Is it partical feasible to calculate one solution for parameters like $\prod_i m_i \approx 10^{1000}$, all $m_i < 100000$, $k \approx 10^{50}$ and $t \approx 50$?

I tried to use the Chinese Remainder Theorem Method to find a solution for x:

Set $M_i:=lcm(m_1,m_2,...)/m_i$. It holds $gcd(M_i,m_i)=1$.

Hence, we can use the Extended Euclidean algorithm to find 2 Integers $r_i$ und $s_i$, which fulfill $r_i \cdot m_i + s_i \cdot M_i = 1$.

Set $e_i:=s_i \cdot M_i$, then \begin{align} e_i &\equiv 1 \mod m_i \\ e_i &\equiv 0 \mod m_j, j \neq i\end{align}.

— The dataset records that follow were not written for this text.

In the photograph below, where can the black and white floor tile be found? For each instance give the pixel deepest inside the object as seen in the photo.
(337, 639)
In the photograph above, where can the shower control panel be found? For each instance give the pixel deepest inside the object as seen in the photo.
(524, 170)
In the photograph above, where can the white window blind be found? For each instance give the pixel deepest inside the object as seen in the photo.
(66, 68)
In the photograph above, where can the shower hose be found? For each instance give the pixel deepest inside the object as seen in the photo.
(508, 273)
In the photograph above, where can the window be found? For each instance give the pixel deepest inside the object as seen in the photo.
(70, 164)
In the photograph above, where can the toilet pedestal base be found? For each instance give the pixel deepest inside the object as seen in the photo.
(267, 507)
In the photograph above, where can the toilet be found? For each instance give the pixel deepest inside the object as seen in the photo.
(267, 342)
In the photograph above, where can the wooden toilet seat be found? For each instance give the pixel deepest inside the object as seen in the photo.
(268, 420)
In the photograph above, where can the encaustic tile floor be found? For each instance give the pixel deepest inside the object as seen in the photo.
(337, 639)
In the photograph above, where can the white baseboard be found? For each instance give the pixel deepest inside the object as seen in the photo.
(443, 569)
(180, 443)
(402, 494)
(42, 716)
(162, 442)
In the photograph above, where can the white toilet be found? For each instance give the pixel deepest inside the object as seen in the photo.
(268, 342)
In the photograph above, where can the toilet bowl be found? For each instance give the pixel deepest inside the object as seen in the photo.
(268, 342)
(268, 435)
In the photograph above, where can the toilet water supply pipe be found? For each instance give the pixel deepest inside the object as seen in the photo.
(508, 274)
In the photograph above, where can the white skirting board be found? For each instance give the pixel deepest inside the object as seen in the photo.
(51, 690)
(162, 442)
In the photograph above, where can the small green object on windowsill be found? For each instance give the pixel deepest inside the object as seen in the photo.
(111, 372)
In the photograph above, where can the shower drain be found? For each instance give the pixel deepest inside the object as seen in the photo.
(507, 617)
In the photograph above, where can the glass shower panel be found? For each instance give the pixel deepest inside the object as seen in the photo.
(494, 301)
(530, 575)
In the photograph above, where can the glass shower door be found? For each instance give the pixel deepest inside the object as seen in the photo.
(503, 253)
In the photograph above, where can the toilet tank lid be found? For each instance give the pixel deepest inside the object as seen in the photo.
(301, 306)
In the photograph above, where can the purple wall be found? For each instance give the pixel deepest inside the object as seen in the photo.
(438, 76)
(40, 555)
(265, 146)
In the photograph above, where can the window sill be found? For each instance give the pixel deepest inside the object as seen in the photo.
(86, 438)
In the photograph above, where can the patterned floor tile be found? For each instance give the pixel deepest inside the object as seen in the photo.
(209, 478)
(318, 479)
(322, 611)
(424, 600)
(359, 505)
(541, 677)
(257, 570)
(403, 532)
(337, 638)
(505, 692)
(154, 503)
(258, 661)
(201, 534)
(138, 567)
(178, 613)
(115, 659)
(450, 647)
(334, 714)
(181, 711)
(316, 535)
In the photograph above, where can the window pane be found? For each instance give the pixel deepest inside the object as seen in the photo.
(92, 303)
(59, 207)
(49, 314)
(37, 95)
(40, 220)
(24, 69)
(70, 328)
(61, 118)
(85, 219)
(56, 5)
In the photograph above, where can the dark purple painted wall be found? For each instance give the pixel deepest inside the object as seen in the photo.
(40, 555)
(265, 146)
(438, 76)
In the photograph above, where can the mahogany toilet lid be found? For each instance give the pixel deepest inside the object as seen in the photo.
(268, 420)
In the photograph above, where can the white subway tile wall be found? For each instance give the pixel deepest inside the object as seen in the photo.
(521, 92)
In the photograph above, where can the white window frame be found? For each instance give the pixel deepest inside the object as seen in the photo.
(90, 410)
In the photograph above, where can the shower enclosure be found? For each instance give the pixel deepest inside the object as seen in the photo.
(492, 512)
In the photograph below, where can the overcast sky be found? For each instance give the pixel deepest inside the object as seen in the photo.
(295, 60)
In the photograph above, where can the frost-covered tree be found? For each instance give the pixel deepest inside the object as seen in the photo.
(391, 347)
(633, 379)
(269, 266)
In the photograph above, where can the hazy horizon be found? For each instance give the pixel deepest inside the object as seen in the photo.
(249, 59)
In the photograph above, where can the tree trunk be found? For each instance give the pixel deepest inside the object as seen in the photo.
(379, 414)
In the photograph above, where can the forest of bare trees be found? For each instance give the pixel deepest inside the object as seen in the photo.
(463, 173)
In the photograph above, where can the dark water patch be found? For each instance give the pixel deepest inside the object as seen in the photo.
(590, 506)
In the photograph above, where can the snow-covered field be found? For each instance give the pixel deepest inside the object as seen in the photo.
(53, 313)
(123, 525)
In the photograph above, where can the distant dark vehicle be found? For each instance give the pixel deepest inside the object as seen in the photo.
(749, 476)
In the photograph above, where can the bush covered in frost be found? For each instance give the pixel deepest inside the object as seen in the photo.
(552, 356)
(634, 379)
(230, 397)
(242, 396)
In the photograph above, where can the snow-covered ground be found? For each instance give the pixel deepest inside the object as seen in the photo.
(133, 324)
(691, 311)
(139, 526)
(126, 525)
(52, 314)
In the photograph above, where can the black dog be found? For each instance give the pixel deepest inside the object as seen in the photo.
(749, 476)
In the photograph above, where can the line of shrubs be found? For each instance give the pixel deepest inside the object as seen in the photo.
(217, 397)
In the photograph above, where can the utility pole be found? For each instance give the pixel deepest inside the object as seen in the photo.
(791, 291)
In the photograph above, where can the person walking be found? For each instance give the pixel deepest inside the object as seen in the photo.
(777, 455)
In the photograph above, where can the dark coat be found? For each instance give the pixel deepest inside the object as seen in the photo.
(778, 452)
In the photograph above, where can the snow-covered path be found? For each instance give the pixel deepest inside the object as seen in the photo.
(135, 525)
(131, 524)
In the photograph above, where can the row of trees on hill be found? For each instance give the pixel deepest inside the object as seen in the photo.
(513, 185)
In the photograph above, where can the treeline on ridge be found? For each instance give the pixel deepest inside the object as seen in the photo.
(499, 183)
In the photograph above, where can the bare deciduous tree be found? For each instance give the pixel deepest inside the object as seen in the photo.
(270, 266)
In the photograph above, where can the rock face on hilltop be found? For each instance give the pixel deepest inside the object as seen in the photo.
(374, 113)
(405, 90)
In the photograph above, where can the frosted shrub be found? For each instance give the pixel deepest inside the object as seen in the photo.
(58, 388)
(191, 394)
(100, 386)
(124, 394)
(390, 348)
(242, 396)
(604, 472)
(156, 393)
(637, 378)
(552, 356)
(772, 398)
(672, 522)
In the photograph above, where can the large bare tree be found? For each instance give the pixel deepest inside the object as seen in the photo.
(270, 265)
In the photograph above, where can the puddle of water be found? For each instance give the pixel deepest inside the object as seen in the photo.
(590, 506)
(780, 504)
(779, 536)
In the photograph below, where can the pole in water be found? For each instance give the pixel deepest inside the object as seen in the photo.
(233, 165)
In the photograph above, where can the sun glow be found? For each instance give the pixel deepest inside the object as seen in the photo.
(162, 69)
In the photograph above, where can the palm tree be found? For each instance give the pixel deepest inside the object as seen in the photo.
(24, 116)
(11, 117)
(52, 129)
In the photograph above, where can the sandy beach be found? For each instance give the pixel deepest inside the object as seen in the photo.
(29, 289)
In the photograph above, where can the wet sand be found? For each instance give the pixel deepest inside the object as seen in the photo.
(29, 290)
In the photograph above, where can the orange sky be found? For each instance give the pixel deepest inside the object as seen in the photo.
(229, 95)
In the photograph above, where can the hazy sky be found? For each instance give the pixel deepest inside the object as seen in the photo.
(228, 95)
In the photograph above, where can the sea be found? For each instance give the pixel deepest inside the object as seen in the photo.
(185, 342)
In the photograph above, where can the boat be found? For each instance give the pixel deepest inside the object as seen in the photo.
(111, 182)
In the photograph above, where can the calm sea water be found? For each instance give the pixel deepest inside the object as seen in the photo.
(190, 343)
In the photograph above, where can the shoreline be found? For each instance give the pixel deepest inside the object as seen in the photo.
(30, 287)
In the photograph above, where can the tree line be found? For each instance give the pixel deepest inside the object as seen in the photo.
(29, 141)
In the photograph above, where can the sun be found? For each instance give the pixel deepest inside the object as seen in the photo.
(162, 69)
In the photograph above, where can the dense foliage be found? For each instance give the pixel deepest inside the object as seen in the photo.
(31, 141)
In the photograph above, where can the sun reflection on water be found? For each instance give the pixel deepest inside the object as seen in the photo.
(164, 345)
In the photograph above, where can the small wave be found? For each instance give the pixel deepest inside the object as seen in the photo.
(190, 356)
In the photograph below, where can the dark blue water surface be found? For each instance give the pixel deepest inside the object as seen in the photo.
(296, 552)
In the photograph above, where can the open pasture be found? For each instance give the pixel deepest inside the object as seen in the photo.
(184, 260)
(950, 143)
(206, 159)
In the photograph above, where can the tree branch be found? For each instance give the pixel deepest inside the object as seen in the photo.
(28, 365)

The number $x:=\sum_{i=1}^n a_i \cdot e_i \mod lcm(m_1,m_2,...)$ is a solution.

Now i tried to solve $(\sum_{i=1}^n a_i \cdot e_i \mod \prod_i m_i) < k$ with $minValue(U_i) <= a_i <= maxValue(U_i)$.

These equations can be formulated as an Integer Program

Solution

This problem can be approached with the Coppersmith method. For details, see my answer at MO to a similar question.